ATTO UNICO
di Lorenzo Trombini
Perché di spettacoli "woke" non se ne può più
Venerdì 22 maggio, 20.45 Teatro delle Ali: va in scena ATTO UNICO, lavoro finale delle meravigliose classi di teatro dell'Accademia Arte e Vita di Breno
Atto unico è un lavoro inclusivo, figuriamoci se a teatro ci permettiamo di essere discriminatori. Tuttavia non ammicca ad alcuna minoranza, per un motivo molto semplice: non se ne può più di andare a vedere spettacoli, saggi, lezioni aperte e rappresentazioni in cui c'è sempre il messaggio inclusivo appiccicato al solo fine di far sembrare uno spettacolo mediocre un lavoro quasi accettabile. Così facendo non esiste alcuna inclusività di nessuna minoranza. Esiste solo il fare i tolleranti a tutti i costi perché si fa fatica a mettere in scena qualcosa di guardabile.
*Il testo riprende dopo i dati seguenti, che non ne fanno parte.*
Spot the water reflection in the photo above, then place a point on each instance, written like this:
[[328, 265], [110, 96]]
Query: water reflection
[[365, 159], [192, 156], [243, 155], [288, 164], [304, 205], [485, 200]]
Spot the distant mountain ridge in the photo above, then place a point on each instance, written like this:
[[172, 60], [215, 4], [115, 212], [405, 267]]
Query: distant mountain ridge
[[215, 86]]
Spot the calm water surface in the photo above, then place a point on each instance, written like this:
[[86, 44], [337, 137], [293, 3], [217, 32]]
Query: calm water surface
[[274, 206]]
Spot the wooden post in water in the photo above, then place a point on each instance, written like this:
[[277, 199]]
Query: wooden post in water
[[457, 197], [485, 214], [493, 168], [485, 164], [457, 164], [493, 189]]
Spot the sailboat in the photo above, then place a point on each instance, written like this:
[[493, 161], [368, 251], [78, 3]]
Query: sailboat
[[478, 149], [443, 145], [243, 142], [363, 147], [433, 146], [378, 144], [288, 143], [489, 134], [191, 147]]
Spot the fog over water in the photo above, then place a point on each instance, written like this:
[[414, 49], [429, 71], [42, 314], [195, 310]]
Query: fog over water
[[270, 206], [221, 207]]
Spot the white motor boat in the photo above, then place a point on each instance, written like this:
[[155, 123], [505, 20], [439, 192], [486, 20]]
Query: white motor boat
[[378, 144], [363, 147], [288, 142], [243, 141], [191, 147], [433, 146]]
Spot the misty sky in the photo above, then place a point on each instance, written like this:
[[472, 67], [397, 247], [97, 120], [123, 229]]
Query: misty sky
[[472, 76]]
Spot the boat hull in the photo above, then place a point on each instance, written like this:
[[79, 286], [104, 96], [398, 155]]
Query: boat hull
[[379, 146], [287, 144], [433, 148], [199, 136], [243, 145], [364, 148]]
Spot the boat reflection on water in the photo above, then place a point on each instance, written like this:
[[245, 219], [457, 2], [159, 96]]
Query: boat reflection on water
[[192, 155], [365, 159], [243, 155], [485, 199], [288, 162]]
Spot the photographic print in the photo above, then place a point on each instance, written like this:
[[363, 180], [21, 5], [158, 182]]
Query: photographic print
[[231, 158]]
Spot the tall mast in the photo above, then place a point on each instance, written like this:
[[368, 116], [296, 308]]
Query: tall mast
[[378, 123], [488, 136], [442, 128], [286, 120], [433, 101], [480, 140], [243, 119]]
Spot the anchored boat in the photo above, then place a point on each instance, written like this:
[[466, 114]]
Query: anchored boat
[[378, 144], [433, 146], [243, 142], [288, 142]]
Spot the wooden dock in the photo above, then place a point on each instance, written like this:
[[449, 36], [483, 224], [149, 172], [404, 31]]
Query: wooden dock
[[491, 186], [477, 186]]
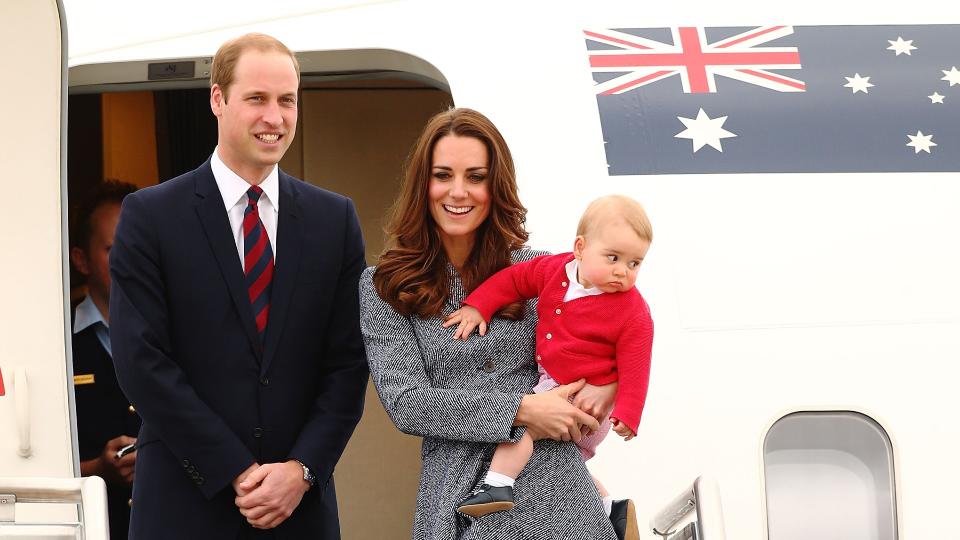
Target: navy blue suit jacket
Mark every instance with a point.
(186, 351)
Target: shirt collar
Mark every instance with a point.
(87, 315)
(572, 267)
(233, 188)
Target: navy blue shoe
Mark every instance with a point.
(487, 499)
(623, 515)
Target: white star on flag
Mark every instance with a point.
(921, 142)
(858, 83)
(704, 130)
(953, 76)
(900, 46)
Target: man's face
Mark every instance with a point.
(258, 117)
(94, 262)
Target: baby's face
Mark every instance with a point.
(609, 257)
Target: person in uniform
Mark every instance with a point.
(106, 421)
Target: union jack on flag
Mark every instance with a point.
(697, 61)
(696, 100)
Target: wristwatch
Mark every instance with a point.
(307, 474)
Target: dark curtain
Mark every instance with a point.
(186, 130)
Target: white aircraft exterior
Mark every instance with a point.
(807, 324)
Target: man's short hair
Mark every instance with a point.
(103, 192)
(225, 61)
(612, 207)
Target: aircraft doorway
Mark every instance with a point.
(353, 134)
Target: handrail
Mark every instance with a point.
(90, 492)
(703, 497)
(21, 399)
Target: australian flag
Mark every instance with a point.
(778, 98)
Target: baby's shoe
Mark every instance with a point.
(487, 499)
(623, 515)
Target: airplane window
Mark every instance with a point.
(829, 473)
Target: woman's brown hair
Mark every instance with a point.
(412, 272)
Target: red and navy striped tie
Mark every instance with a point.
(257, 261)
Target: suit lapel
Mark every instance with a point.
(216, 226)
(288, 254)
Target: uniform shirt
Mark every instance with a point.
(233, 189)
(86, 315)
(103, 412)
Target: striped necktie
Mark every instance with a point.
(257, 261)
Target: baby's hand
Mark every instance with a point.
(622, 429)
(467, 319)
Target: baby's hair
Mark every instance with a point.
(612, 207)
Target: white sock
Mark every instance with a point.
(496, 479)
(608, 504)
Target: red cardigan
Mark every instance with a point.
(601, 338)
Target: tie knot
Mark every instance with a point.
(253, 194)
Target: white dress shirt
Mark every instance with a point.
(233, 189)
(575, 290)
(87, 315)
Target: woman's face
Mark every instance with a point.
(459, 189)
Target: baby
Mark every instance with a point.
(592, 324)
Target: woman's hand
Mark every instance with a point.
(597, 401)
(550, 415)
(467, 319)
(621, 429)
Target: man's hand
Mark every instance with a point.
(597, 401)
(113, 470)
(622, 429)
(550, 415)
(272, 492)
(467, 319)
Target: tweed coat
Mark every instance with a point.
(462, 398)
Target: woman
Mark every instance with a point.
(457, 221)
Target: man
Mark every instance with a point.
(106, 420)
(236, 324)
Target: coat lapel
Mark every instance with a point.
(216, 226)
(288, 254)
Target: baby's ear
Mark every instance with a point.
(578, 244)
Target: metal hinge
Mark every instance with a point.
(7, 504)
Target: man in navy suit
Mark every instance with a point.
(235, 324)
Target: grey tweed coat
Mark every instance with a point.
(462, 398)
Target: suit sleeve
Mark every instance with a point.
(520, 281)
(342, 382)
(144, 359)
(633, 367)
(412, 402)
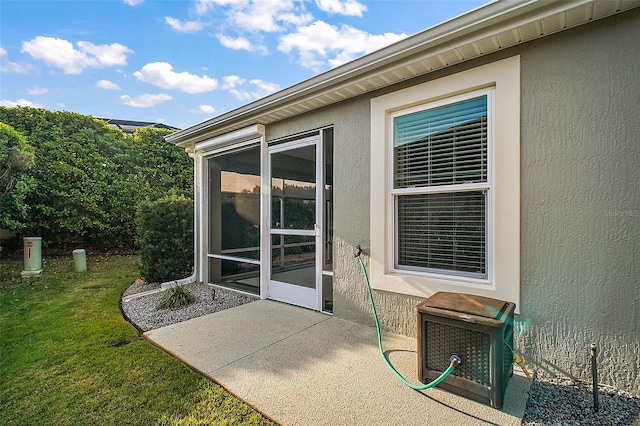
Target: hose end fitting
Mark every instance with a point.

Mai attuali come ora sono le parole di Ionesco: Se è assolutamente necessario che l'arte o il teatro servano a qualche cosa, dirò che dovrebbero servire a insegnare alla gente che ci sono attività che non servono a niente, e che è indispensabile che ce ne siano.
Il testo
Il testo risale al 2019; pur con qualche lieve aggiustamento: racconta l'allestimento del lavoro finale di una classe di teatro, tra allievi attori insopportabile e una regista di pessimo carattere che fatica a tenere assieme tutto, oltre che a contenere le velleità artistiche dei suoi allievi. Raccoglie citazioni di Shakespeare, Plauto, Ionesco, Stanislavskji e altre eccellenze mondiali della drammaturgia e del teatro.
La scuola
Cosa rende speciale una scuola di teatro come l'Accademia Arte e Vita, la struttura? Cosa rende meravigliosa una sala da spettacolo come il teatro delle Ali, le dotazioni tecniche?
Forse sono anche queste cose, ma sono solamente la minima parte. Ciò che davvero rende speciali questi posti sono le persone che li frequentano, settimana dopo settimana. L'Accademia è fatta di ragazzi, uomini e donne che portano qui ogni aspetto del loro essere, e a quell'aspetto possono dare libero sfogo durante tutto l'anno. Tutto l'anno, sì, perché il lavoro finale che vedrete stasera occupa solamente la minima parte dell'anno accademico. Qui si impara, si suda, ci si sporca le mani e si fanno lavorare corpi.
La rappresentazione
Portare sé stessi a teatro richiede tempo e pazienza, per questo la costruzione della rappresentazione è durata solamente poco più di un mese. Questa è una scuola di teatro e il nostro compito è insegnare a recitare, non è investire quasi un anno intero sull'allestimento del saggio finale.

Ma nonostante questo, sera vedrete un lavoro finale coi fiocchi. Perché i nostri allievi sono in grado, in poco tempo, di adattarsi a qualsiasi condizione. Un mese per costruire tutto, ma non è un mettere le mani avanti. Non sopporto chi definisce i propri allievi "poveretti da palcoscenico" e invita il pubblico a essere clemente con loro.
Siate giusti, giudicate con obiettività. Sono attori, non poveretti. Se li giudicherete con una visione eccessivamente woke, eccessivamente buonista, farete loro un torto e non onorerete il loro lavoro
Il woke a tutti i costi
Non se ne può più di vedere Biancanevi che di neve non hanno nulla. Non se ne può più di nani digitali al posto delle persone in carne e ossa. Non se ne può più di asterischi al posto delle lettere, non se ne può più del politically correct a tutti i costi, che alla fine diventa politically correctness. Non unisce. Divide.